Kwiz Kreol is one of the first mobile application found on Play Store only to learn to write and understand words in Creole.
This first interactive game in ‘Mauritian’ Creole using basic everyday words for Mauritians and also other people like expatriates wanting to learn Creole as soon as they arrive in Mauritius. A course that teaches you the questions in Creole, with examples such as: interrogative, asking a question to someone, and intonation, as well as a list of vocabulary to reinforce your basic grammar in Creole. This game is open to all people and is free.
Learning Creole questions is very important, because their structure is used in every day conversation.

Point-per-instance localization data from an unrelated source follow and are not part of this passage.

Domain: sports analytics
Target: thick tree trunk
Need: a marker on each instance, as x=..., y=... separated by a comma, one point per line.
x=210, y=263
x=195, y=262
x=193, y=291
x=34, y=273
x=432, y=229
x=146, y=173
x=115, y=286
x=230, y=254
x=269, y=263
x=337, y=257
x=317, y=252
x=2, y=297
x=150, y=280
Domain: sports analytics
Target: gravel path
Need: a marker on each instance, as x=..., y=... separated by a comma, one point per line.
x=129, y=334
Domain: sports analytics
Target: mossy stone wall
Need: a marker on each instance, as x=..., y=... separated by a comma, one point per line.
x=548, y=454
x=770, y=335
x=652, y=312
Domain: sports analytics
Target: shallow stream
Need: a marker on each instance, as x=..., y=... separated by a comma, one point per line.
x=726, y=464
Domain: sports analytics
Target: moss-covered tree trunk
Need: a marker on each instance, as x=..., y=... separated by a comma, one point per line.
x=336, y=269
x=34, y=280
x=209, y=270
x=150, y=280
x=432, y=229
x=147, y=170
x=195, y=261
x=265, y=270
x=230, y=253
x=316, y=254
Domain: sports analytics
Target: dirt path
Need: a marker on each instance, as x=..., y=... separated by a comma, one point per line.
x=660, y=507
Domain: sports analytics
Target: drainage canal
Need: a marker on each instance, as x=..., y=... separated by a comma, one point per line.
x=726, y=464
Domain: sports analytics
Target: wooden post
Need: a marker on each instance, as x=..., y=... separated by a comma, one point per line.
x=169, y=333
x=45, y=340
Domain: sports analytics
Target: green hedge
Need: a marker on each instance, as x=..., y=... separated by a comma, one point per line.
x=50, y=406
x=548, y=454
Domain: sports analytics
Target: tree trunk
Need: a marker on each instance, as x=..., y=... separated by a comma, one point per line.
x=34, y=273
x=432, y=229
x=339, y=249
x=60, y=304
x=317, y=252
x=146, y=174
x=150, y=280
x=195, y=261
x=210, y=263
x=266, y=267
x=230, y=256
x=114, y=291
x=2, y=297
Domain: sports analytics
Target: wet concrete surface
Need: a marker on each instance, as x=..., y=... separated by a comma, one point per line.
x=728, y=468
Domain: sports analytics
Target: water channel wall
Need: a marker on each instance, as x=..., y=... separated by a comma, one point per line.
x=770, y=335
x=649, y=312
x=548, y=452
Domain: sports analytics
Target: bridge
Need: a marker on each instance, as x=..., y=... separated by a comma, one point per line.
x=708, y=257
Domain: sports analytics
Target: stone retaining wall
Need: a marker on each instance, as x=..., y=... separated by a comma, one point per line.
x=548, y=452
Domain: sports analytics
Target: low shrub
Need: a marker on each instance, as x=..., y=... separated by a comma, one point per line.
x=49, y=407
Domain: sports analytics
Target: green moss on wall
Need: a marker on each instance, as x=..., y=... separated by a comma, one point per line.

The only solution is to master the grammar and vocabulary to be able to speak the language fluently. Several categories are available such as sports, jobs, objects and even riddles. With clues, you can play alone or with others. Every day on their Facebook page https://www.facebook.com/kwizkreol, they ask you questions about the history of Mauritius and without forgetting the Mauritian expressions.
Did you know?
Did you know that when people speak in their native language, they only use a small number of words in everyday conversations. This means that you can reach a good level in a very short time. It is generally easier to understand Creole than to learn it, but that is part of integrating into a new country. The unconditional accent of expatriates often amuses Mauritians but they appreciate the effort and laugh in kindness. Mauritian Creole is also evolving and many old terms are no longer used by young people.
In Mauritius, the two official languages are French and English but in everyday life, Mauritian Creole dominates: an oral language. Because of its history, Mauritian Creole has a French lexical base, also impregnated by Malagasy and English, e.g. malang (unclean) for Malagasy and bus-stop for English. Indian languages, including Hindi and Bhojpuri, are also present in the popular Creole vocabulary of Mauritius, for example the words dyalsa (party) or madja (racket).
Some rules of pronunciation :
Consonants are pronounced as in French, except for :
- “j” and “ch” are read as “z” and “s” respectively.
- “C” is spelled “k”, except for words borrowed from English: the “c” is then retained.
- The “n” is only pronounced if the consonant is repeated after a vowel.
- The “w” is said “oi”;
- the “g” is always read “gu”, never “j”.
- The “ch” sound is pronounced like the English “ch”; similarly, “dj” is pronounced like Jack.
- The letter “x” does not exist in Mauritian Creole, which replaces it either with “s”, as in dis (ten); or with “gz”, as in legzamé (examination); or with “ks”, as in eksité (to excite)
Concerning vowels :
- The French “u” is read as “i”;
- the French “i” is pronounced “in”, as in “vin”;
- and the “en”: “ine”. “E” and “eu” are said “é”.
Last remark, in Mauritian Creole all the letters are pronounced, whatever their position in the sentence.